It is hardly possible to make people understand, who are unacquainted with Bush-life, what the early settlers in Muskoka and other parts had to suffer. Young creatures with their babies were left alone in situations which in more settled countries call for the greatest care and tenderness, and in desolate solitudes where they were far from all human help.

Three weeks before the birth of my fourth child I became so ill with erysipelas that my husband thought he had better go to the place where my parents lived—more than twenty miles off, and bring back one of my sisters to nurse me. He started after breakfast, and soon after he left I became so dreadfully ill that I could not lift my head from the pillow, or indeed turn myself in the bed.

My children, of the respective ages of two, four, and six, were playing about, and as I lay watching them my terror was extreme lest one of them should fall into the fire; I can hardly tell how they fed themselves, or got to bed, or got up the next morning, for by that time I could move neither hand nor foot, and was in dreadful pain. Thus I lay all day, all night, and all the next day till the evening, when my husband returned with one of my sisters. After that I became delirious, and had hardly recovered when my child was born.

As soon as our land was well cleared up and a good house built, my husband sold the property and bought a piece of ground at Belle Ewart, where we have lived ever since, as his health would not allow him to continue farming.

I was always afraid when living in the Bush of the children being lost when they began to run about. The Bush at that time was so wild, and so few paths through it, that there was every fear of children straying once they turned off the narrow track.

A poor little boy, of eight years old, living some miles from us, was lost for more than a week, and only by a miracle was found alive. There was a windfall caused by a hurricane, not very far from his father’s shanty. It was not very broad, but extended in length for more than twenty miles, distinctly marking out the path of the tempest as it swept through the Bush. All this windfall was overgrown with blackberry-bushes, and at this time of year (the autumn) there were quantities of fruit, and parties used to be made for picking them, with a view to preserving.

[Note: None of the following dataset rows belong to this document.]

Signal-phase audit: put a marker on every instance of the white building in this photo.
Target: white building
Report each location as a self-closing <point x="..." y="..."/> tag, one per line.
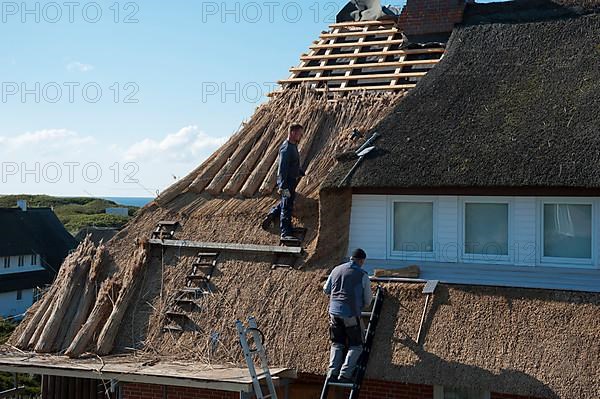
<point x="33" y="245"/>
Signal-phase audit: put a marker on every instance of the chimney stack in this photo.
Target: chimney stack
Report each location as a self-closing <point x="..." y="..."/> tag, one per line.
<point x="22" y="204"/>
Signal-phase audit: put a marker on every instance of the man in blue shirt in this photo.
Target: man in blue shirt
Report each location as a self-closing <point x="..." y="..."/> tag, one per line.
<point x="288" y="176"/>
<point x="349" y="289"/>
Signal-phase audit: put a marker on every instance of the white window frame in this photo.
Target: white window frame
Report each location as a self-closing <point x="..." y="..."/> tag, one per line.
<point x="565" y="262"/>
<point x="404" y="255"/>
<point x="438" y="393"/>
<point x="462" y="228"/>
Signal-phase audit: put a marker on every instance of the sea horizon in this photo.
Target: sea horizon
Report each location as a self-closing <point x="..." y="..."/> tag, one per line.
<point x="130" y="201"/>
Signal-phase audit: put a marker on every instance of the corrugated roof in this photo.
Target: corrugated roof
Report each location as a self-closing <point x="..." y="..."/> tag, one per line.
<point x="36" y="230"/>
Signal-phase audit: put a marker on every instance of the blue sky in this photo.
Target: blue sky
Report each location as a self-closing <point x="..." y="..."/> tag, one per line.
<point x="113" y="98"/>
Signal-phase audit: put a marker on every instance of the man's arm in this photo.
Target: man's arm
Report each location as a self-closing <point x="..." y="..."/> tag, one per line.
<point x="367" y="294"/>
<point x="283" y="168"/>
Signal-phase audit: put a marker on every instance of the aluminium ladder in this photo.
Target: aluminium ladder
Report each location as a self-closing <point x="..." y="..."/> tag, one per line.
<point x="258" y="338"/>
<point x="361" y="366"/>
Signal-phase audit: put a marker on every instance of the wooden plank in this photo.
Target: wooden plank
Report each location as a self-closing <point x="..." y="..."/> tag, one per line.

Our poor little wanderer having strayed alone one morning and reached the windfall, began to eat the berries with great delight, and kept going about from bush to bush, till when it got late he became so bewildered that he could no longer tell in which direction his home lay. Days went by; he was missed and hunted for, but misled by some imaginary trace the first parties went in quite a wrong direction.

The child had no sustenance but the fruit; at length he became too much exhausted to pick, and, as he described it, only felt sleepy. Providentially, in passing an uprooted tree, he saw underneath a large hole, and creeping in found it warm, soft, and dry, being apparently well lined with moss and leaves. Here he remained till found by a party who fortunately took the direction of the windfall, accompanied by a sagacious dog used to tracking bears and other game.

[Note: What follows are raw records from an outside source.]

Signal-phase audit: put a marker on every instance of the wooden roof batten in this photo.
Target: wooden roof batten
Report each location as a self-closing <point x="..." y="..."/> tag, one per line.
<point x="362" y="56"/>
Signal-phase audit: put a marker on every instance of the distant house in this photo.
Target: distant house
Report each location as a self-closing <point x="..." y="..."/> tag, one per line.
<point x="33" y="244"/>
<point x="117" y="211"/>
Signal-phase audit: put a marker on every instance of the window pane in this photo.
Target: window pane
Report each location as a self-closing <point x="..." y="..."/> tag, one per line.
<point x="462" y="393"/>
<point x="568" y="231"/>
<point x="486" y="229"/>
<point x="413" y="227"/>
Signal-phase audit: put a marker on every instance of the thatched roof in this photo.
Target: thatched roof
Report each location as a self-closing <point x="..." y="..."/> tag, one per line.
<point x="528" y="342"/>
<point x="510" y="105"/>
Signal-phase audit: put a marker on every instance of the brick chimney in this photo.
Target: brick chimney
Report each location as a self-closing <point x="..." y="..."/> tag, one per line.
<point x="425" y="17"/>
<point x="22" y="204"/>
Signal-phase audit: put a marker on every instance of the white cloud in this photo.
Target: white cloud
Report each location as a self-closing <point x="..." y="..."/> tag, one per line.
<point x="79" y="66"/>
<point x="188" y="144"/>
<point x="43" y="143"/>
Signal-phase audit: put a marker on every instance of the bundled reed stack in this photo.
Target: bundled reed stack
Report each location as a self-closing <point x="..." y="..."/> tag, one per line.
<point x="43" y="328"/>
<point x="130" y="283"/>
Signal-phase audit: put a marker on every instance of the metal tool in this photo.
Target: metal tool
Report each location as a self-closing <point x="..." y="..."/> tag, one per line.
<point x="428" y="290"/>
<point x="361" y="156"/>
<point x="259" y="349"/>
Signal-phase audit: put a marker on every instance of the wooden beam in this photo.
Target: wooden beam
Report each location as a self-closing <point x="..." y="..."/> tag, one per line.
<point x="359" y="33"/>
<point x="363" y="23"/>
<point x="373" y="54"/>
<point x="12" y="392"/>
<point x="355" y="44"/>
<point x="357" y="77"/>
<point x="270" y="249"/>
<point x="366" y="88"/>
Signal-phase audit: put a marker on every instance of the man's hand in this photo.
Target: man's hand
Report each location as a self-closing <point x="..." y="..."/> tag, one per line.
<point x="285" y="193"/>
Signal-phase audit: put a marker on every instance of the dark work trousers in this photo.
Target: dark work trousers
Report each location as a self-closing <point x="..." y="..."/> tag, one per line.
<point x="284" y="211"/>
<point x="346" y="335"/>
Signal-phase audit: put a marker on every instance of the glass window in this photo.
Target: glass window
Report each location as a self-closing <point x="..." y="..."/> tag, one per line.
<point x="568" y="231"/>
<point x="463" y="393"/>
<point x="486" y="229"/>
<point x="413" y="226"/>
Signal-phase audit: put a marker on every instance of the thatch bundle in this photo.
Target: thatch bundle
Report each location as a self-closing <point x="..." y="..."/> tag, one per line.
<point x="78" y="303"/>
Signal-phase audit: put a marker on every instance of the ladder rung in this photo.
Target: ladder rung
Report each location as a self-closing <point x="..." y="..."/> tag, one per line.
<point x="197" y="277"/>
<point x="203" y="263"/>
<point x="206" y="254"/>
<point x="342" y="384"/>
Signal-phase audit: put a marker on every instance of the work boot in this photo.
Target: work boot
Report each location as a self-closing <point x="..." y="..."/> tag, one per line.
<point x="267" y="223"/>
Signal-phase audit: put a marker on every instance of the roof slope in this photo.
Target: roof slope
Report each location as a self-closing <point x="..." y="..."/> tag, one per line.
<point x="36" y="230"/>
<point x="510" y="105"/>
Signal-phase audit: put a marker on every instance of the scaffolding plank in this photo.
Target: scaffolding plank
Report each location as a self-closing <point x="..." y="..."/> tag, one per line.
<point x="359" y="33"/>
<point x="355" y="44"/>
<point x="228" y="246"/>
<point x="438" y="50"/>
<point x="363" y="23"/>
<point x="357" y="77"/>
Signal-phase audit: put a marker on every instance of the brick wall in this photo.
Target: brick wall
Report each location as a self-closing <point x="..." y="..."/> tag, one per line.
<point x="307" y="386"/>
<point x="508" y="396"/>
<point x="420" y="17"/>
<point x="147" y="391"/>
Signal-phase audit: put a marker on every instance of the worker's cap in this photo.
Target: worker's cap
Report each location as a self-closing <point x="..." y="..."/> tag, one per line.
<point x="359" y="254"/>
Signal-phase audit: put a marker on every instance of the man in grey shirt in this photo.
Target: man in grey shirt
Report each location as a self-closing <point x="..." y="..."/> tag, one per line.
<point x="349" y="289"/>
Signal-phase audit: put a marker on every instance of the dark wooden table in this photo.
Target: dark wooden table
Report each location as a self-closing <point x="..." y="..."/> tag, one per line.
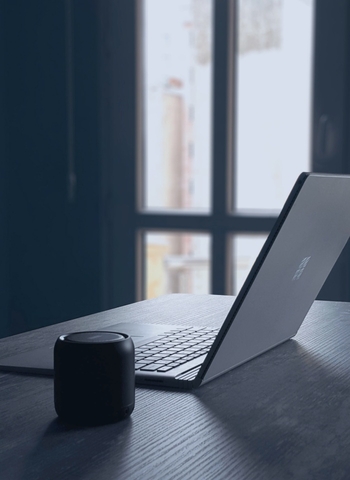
<point x="284" y="415"/>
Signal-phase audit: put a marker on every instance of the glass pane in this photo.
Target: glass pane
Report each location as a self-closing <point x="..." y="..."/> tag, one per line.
<point x="176" y="263"/>
<point x="245" y="250"/>
<point x="176" y="90"/>
<point x="274" y="100"/>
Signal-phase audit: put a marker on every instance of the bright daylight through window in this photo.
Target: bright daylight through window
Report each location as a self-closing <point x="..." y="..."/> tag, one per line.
<point x="272" y="138"/>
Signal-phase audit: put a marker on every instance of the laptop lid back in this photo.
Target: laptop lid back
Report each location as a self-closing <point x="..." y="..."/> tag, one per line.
<point x="301" y="250"/>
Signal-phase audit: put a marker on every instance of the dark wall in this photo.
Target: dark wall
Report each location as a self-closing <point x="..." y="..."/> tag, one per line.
<point x="52" y="259"/>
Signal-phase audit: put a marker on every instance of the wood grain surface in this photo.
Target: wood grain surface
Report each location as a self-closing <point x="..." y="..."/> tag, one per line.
<point x="283" y="415"/>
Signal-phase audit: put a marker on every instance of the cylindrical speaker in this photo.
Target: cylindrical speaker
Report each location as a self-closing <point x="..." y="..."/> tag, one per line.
<point x="94" y="377"/>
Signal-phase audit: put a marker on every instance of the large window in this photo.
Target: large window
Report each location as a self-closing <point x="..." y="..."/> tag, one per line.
<point x="234" y="99"/>
<point x="225" y="128"/>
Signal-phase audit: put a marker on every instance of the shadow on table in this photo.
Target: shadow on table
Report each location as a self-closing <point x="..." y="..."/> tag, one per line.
<point x="288" y="411"/>
<point x="95" y="449"/>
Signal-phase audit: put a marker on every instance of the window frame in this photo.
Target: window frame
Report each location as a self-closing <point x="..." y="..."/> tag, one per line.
<point x="121" y="143"/>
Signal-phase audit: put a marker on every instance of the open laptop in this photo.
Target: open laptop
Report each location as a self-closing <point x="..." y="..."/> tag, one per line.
<point x="301" y="250"/>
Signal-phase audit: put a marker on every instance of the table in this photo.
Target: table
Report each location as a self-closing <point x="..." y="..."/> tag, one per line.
<point x="283" y="415"/>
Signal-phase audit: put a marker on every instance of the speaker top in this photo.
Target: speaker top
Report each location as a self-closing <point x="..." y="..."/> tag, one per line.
<point x="93" y="337"/>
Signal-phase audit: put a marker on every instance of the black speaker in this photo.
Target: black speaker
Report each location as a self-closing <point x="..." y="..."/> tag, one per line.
<point x="94" y="377"/>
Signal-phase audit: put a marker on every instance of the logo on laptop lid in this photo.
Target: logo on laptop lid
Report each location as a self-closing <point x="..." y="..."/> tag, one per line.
<point x="301" y="268"/>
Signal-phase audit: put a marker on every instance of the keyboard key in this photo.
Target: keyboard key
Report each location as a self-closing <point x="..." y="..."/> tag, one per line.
<point x="164" y="369"/>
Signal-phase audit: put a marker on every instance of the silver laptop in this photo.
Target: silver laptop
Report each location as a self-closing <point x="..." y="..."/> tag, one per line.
<point x="301" y="250"/>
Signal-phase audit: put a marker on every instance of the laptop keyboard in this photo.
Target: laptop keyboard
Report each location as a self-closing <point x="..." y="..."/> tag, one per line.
<point x="174" y="348"/>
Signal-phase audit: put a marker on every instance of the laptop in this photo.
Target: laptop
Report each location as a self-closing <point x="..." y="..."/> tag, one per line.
<point x="296" y="259"/>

The parties searching would have passed the tree, which was a little out of the track, and many others of the kind lying about, but seeing the dog suddenly come to a stop and begin sniffing and barking they made a careful examination; they found the poor child in his concealment almost at the point of death, and so scratched by the brambles and stained by the juice of the berries as to be scarcely recognisable. They had had the precaution to take with them a bottle of new milk, and very carefully they put down his throat a little at a time till he was able to swallow freely.

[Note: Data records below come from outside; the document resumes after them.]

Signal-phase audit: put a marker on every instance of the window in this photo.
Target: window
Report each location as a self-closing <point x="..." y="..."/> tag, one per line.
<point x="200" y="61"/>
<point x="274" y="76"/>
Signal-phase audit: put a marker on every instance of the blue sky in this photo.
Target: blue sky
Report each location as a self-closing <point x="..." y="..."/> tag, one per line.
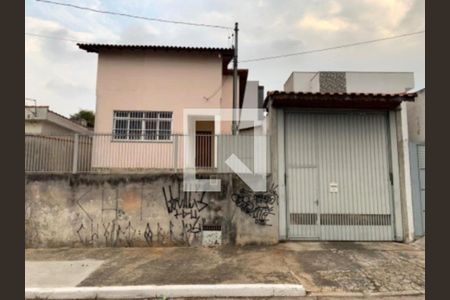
<point x="58" y="74"/>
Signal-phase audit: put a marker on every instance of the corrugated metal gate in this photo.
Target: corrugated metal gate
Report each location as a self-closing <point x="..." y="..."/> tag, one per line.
<point x="338" y="181"/>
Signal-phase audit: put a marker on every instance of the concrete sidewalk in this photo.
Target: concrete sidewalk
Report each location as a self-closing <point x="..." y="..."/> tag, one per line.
<point x="325" y="269"/>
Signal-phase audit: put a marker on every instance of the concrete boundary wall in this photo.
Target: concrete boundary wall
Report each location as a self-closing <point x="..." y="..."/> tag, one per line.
<point x="123" y="210"/>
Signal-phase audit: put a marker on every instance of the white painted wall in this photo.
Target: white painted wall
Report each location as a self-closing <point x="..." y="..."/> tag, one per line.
<point x="379" y="82"/>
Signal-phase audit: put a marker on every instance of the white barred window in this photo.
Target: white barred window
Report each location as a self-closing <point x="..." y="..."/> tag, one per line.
<point x="142" y="125"/>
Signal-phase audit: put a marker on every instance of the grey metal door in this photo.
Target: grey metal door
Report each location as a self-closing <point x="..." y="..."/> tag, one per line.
<point x="302" y="177"/>
<point x="338" y="183"/>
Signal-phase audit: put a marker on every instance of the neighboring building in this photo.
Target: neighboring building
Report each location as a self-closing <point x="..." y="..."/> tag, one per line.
<point x="252" y="108"/>
<point x="142" y="94"/>
<point x="42" y="121"/>
<point x="341" y="166"/>
<point x="350" y="82"/>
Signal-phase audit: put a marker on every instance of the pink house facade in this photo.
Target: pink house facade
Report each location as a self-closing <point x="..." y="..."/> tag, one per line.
<point x="141" y="96"/>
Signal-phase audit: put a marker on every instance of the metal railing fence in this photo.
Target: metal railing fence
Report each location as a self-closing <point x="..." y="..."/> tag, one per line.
<point x="109" y="153"/>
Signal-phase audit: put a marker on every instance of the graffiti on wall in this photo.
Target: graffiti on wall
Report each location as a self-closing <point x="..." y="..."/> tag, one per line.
<point x="186" y="207"/>
<point x="258" y="205"/>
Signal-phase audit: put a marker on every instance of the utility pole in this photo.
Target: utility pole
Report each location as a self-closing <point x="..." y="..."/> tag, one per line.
<point x="235" y="81"/>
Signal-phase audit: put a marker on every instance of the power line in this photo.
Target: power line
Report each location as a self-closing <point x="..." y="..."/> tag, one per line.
<point x="332" y="48"/>
<point x="50" y="37"/>
<point x="134" y="16"/>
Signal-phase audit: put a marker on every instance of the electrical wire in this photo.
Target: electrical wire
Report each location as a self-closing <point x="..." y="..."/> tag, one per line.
<point x="134" y="16"/>
<point x="50" y="37"/>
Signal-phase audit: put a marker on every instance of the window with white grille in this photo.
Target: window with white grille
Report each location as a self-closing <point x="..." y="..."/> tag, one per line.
<point x="142" y="125"/>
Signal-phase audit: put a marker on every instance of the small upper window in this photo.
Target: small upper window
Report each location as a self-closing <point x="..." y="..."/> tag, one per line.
<point x="139" y="125"/>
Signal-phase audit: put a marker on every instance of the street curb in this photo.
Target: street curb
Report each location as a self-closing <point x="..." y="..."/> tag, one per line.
<point x="173" y="291"/>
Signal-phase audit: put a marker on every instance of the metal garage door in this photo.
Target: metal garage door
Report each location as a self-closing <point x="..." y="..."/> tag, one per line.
<point x="338" y="179"/>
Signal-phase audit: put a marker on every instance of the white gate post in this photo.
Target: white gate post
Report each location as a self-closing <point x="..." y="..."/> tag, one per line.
<point x="175" y="153"/>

Now comes the extraordinary part of the story. The nights were already very chilly; when asked on his recovery if he had not felt the cold, he replied, “Oh no!” and said that every night at dusk a large brown dog came and lay down by him, and was so kind and good-natured that it let him creep quite close to it, and put his arms round it, and that in this way he slept quite warm. He added, that the brown dog went away every morning when it was light. Of course, as there was no large dog answering to this description in any of the adjacent settlements, and as the poor child was evidently in a bear’s den, people could not but suppose that it was a bear who came to his side every evening, and that the animal, moved by some God-given instinct, refrained from injuring the forlorn child. Years afterwards this boy used to talk of the “kind brown dog” who had kept him so nice and warm in his hole in the tree.